Someone’s mentioned a 1980s film Glory, additionally citing that it is another piece “about slavery”.
To me, it is a film tribute to African American bravery for just cause during the Civil War. Not one dealing directly with the subject of slavery itself. (Just saying.)
I can’t believe the best actor race is over… :/
Chiwetel Ejiofor is definitely not winning… :/
I’m still rooting for Lupita, and “12yas” for best picture, but I don’t want get my hopes very high in case I ended up dissapointed as I usually do with Oscars.
Denzel Washington won an Oscar for GLORY …..the 1984 movie ”A Soldiers Story ” was a magnificent movie that explored profound black issues
ugh! *CHYSANTHEMUMS
Gone With The Wind was a big improvement over the atrocious ”Birth of a Nation ” …a movie that really was in the zeitgeist and even had the ear of the President who called it ”Writing History with lightening ”
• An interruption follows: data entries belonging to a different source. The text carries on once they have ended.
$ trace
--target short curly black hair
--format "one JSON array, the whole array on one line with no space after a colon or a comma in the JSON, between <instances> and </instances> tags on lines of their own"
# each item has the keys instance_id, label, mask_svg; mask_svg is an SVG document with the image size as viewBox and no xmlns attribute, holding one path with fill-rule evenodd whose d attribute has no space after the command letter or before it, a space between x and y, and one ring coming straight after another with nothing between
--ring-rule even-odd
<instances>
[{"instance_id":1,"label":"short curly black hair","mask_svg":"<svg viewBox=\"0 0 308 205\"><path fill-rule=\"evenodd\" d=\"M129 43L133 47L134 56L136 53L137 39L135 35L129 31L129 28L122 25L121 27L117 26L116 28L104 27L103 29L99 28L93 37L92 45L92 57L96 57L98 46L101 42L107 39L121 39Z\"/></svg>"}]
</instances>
GLORY was a movie about slavery ..a regiment of black men fighting against the white supremacist Confederacy during the Civil War
GLORY was a movie about slavery ..a regiment of black men fighting against the white supremacist Confederacy during the Civil War
Was not nominated for Best Picture.
I did not read this piece, but just to give some perspective on wait…just because,
1939 Top 10
1. THE RULES OF THE GAME, Jean Renoir
2. STAGECOACH, John Ford
3. THE STORY OF THE LAST CHYSANTEMUM, Kenji Mizoguchi
4. ONLY ANGELS HAVE WINGS, Howard Hawks
5. THE ROARING TWENTIES, Raoul Walsh
6. THE SPY IN BLACK, Michael Powell
7. YOUNG MR. LINCOLN, John Ford
8. THE WIZARD OF OZ, Viktor Fleming
9. DAYBREAK, Marcel Cane
10. NINOTCHKA, Ernst Lubitsch
And as we see, this rly ain’t no flashback. This is right now. 1939, 2013, what’s the difference anyway? The difference could be made on the 2nd of March…
West Side Story also won 10 competitive and 1 honorary.